- The Washington Times - Friday, May 1, 2009

A Virginia man who is HIV-positive is suing Catholic Charities USA and its local affiliate, claiming he and his wife were denied the opportunity to adopt a baby with Down syndrome because he has the virus.

A church official said Catholic Charities does not discriminate against people with HIV - the virus that causes AIDS - and that the organization hopes to settle the lawsuit soon.

The man and his wife, who live in Stafford County, filed the lawsuit this week in federal court under the Americans With Disabilities Act. The suit, which seeks unspecified damages, was filed anonymously to protect the couple’s privacy.
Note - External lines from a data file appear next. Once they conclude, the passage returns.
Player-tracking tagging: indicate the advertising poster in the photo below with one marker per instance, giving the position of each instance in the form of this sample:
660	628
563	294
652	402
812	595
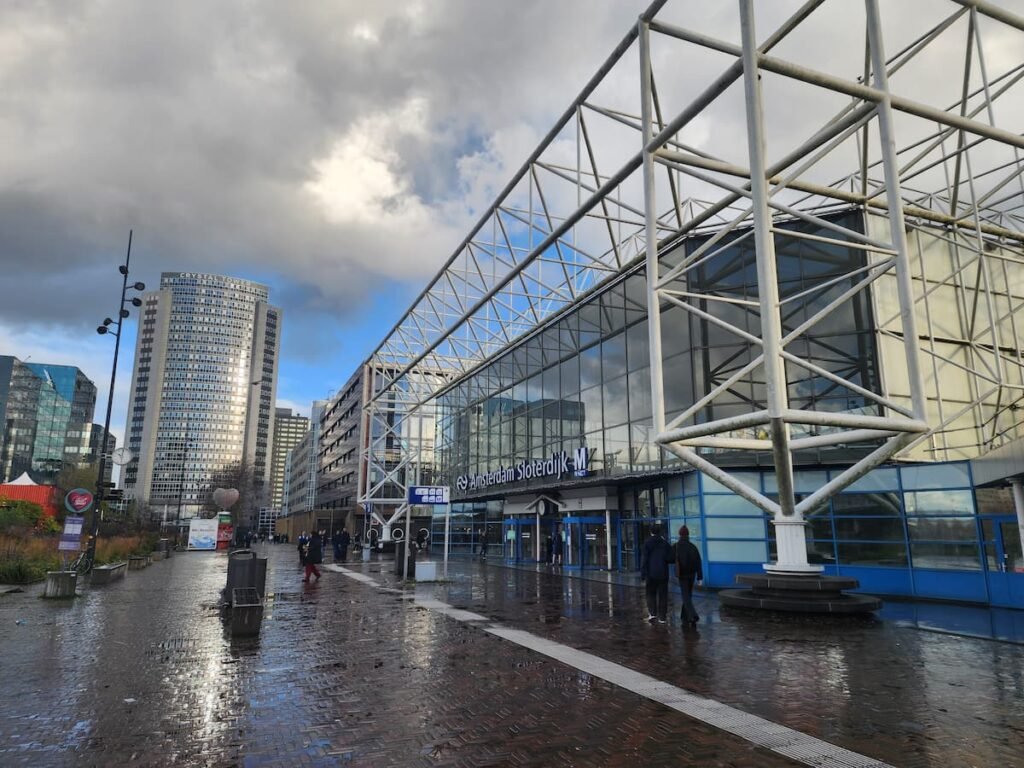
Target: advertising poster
224	531
72	536
202	534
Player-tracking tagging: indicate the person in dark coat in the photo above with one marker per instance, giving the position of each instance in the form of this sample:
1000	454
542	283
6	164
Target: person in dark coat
314	556
688	569
344	541
557	548
654	572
According to the complaint, the man and his wife have three biological children, including one with Down syndrome. They wanted to adopt a baby with Down syndrome in part because of the positive experience they’d had with their own child.
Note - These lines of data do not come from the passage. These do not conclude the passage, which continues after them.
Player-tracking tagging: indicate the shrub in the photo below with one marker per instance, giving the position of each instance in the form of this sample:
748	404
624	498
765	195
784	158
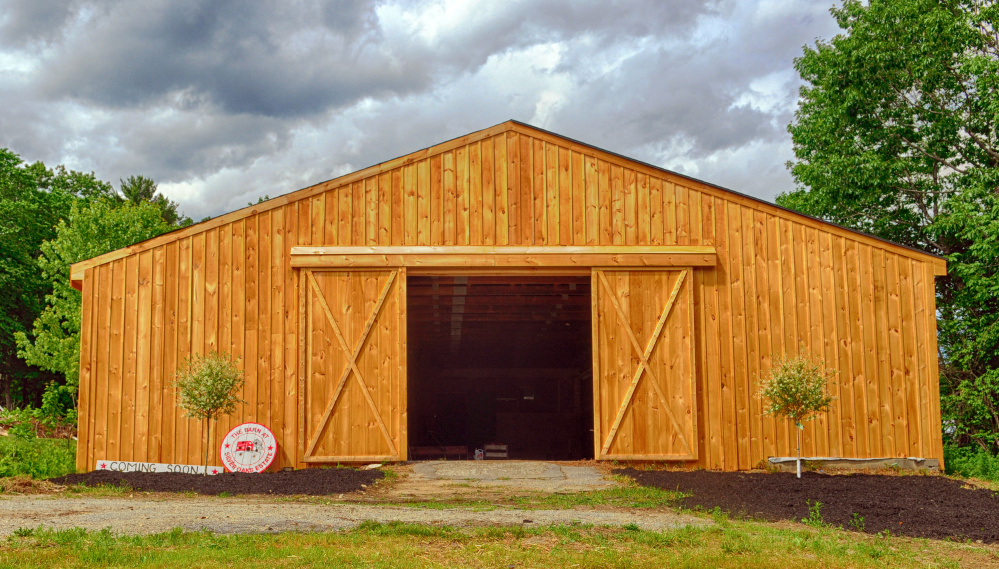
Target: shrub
55	419
796	389
208	387
37	458
971	462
The couple was cleared to adopt through United Methodist Family Services, which found the couple would “provide a loving and stable home for any child” and determined that both husband and wife were in good physical health.
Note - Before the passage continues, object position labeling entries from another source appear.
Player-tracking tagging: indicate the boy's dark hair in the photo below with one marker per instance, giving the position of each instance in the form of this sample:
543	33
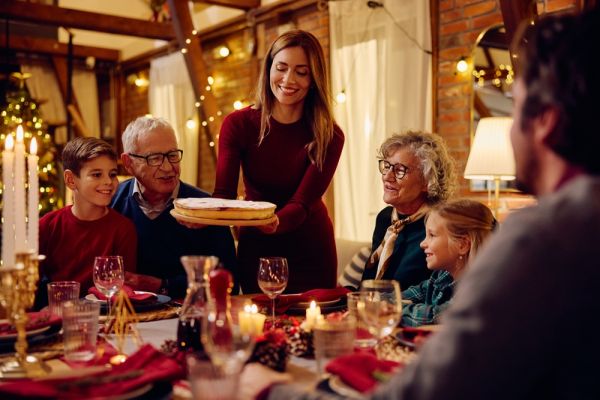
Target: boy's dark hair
83	149
560	70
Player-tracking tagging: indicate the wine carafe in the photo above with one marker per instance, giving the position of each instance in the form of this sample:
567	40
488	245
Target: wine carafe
196	301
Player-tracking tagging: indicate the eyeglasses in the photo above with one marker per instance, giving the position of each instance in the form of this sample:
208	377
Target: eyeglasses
157	159
400	170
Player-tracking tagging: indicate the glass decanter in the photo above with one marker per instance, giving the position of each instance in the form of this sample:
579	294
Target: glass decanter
196	301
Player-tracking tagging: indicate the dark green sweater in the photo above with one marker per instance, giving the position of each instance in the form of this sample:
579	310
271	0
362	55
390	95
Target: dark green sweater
407	263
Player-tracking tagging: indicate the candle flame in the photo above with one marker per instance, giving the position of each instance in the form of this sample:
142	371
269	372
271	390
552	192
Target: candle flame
9	143
19	134
33	147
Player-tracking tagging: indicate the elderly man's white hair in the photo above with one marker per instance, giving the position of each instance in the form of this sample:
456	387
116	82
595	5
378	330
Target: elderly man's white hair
139	127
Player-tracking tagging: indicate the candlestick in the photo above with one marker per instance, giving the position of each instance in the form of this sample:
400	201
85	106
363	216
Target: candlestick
8	198
33	198
20	239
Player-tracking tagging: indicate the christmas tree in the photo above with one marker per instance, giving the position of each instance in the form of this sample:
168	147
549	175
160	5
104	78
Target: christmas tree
21	109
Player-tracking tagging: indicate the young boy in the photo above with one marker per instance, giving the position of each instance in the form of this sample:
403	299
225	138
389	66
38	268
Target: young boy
71	237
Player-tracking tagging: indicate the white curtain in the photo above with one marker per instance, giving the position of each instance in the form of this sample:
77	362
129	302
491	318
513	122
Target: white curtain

In April 2008, the Methodist social worker learned of a 4-month-old baby with Down syndrome that was eligible for placement through Catholic Charities.

According to the lawsuit, the plaintiffs were the only couple that had applied to adopt the baby, but their application was rejected. The husband’s HIV status was the stated reason for rejecting the application, according to the lawsuit.

But Mark Herrmann, chancellor for the Arlington Diocese, said the church and Catholic Charities, which functions as a separate corporate entity but remains under the control of Arlington Bishop Paul Loverde, do not discriminate against people based on HIV status.

Mr. Herrmann said the adoption was denied in part because the birth family had concerns that caring for two children with Down syndrome would be overwhelming.

He said there was a miscommunication that apparently led to the couple’s belief they were being discriminated against.

Catholic Charities does have a policy requiring all potential adoptive parents to have good physical and mental health and a normal life expectancy. Mr. Herrmann said that policy would not automatically disqualify people who are HIV positive because of the advances made in treating the virus.

The lawsuit states that the man does not have any symptoms of AIDS.

Bebe Anderson, HIV project director at Lambda Legal, which defends the civil rights of gays, lesbians and people with HIV, said a person’s HIV status qualifies for protection under the Americans With Disabilities Act.

She said Catholic Charities cannot assume that a person with HIV won’t have a normal life expectancy.

Denise St. Clair, executive director of the national center for Adoption Law and Policy at Capital University School of Law in Columbus, Ohio, agreed that a blanket policy barring people with HIV from adopting would be unlikely to withstand a legal challenge.

But adoption cases are complex, and a variety of factors can be considered in determining the best interests of a child, she said.

“Adoption is a very individualized process,” Miss St. Clair said.